Kierował tirem mając 1,5 promila w organizmie
Wzorową obywatelską postawą wykazali się dwaj kierowcy ciężarówek podróżujący autostradą A2. Widząc 40-tonowy pojazd, którego kierowca nie potrafił utrzymać prostego toru jazdy, świadkowie zatrzymali go i wezwali policję. Okazało się, że za kierownicą tira siedział 59-latek, który na autostradzie przy gęstej mgle zdecydował się na jazdę mając ponad 1,5 promila alkoholu w organizmie. Zdecydowana reakcja świadków pozwoliła uniknąć tragedii.

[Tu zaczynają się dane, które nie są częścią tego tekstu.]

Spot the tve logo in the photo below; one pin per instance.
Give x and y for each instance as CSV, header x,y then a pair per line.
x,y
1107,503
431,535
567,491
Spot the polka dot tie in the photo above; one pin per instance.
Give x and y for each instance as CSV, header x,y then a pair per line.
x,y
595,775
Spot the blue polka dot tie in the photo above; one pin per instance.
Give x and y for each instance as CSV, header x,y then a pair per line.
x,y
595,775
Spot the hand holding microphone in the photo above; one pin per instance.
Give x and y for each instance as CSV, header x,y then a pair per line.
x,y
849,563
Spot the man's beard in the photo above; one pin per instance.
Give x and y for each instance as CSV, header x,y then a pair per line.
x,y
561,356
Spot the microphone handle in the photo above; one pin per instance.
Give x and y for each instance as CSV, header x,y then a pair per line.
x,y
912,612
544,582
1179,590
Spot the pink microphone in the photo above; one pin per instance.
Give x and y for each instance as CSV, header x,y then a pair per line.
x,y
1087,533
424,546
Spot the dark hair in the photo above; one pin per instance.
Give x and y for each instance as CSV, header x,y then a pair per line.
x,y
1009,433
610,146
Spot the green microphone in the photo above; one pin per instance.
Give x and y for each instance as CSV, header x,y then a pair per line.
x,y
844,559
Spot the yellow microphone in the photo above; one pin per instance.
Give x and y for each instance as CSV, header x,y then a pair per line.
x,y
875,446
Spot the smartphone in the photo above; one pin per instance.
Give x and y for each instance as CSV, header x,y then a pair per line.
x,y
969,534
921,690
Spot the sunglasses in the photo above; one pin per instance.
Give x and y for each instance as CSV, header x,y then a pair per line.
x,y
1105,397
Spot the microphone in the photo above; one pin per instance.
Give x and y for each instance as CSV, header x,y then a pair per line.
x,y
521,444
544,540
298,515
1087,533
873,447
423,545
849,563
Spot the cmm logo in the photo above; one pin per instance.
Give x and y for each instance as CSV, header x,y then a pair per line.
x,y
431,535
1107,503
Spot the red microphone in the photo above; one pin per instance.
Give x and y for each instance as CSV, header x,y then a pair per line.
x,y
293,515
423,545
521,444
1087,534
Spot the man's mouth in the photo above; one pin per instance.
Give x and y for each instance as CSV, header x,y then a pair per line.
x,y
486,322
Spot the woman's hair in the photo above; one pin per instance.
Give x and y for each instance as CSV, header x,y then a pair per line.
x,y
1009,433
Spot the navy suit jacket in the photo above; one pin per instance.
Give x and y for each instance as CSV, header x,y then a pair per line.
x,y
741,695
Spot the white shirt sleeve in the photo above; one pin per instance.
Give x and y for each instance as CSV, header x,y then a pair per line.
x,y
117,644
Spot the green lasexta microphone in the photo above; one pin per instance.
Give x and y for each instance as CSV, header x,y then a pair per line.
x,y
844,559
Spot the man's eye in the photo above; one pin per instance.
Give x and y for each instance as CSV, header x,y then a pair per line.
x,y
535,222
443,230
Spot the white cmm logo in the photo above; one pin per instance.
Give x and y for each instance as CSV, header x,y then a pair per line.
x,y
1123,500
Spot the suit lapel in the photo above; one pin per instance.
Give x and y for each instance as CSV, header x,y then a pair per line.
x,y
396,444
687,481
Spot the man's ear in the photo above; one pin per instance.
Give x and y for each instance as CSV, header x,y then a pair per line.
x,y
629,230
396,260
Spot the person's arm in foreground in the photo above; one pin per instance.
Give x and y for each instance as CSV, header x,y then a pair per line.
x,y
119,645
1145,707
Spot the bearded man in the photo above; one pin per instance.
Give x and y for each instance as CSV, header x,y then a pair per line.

22 października 2019 roku tuż po godzinie 18.00 policjanci pojechali na 310 kilometr autostrady A2, gdzie kierowcy dwóch ciężarówek zatrzymali nietrzeźwego mężczyznę kierującego scanią. Okazało się, że 29-latek jadąc w kierunku Poznania zwrócił uwagę na 40-tonową ciężarówkę scania, której kierowca nie potrafił utrzymać prostego toru jazdy. Mając podejrzenia co do jego stanu trzeźwości, 29-latek przez radio „CB” zaalarmował innych kierowców. Z pomocą nadjechał 59-latek. Obaj mężczyźni swoimi autami zablokowali scanię uniemożliwiając kierowcy dalszą jazdę. Za kierownicą scanii siedział 59-letni mieszkaniec Warszawy. Meżczyzna zdecydował się na jazdę autostradą w gęstej mgle mając ponad 1,5 promila alkoholu w organizmie. Dzięki reakcji świadków nie doszło do tragedii. Funkcjonariusze zatrzymali mężczyznę w policyjnym areszcie, a pojazd z ładunkiem czekolady przekazali właścicielowi. Mieszkaniec stolicy po wytrzeźwieniu usłyszał zarzut kierowania pojazdem w stanie nietrzeźwości. Przestępstwo to zagrożone jest karą do 2 lat więzienia, zakazem prowadzenia pojazdów oraz wysoką grzywną.
Policjanci dziękują za wzorową postawę i zaangażowanie społeczeństwa w walce z nietrzeźwymi kierowcami. Doceniamy, że nasze apele nie pozostają bez echa.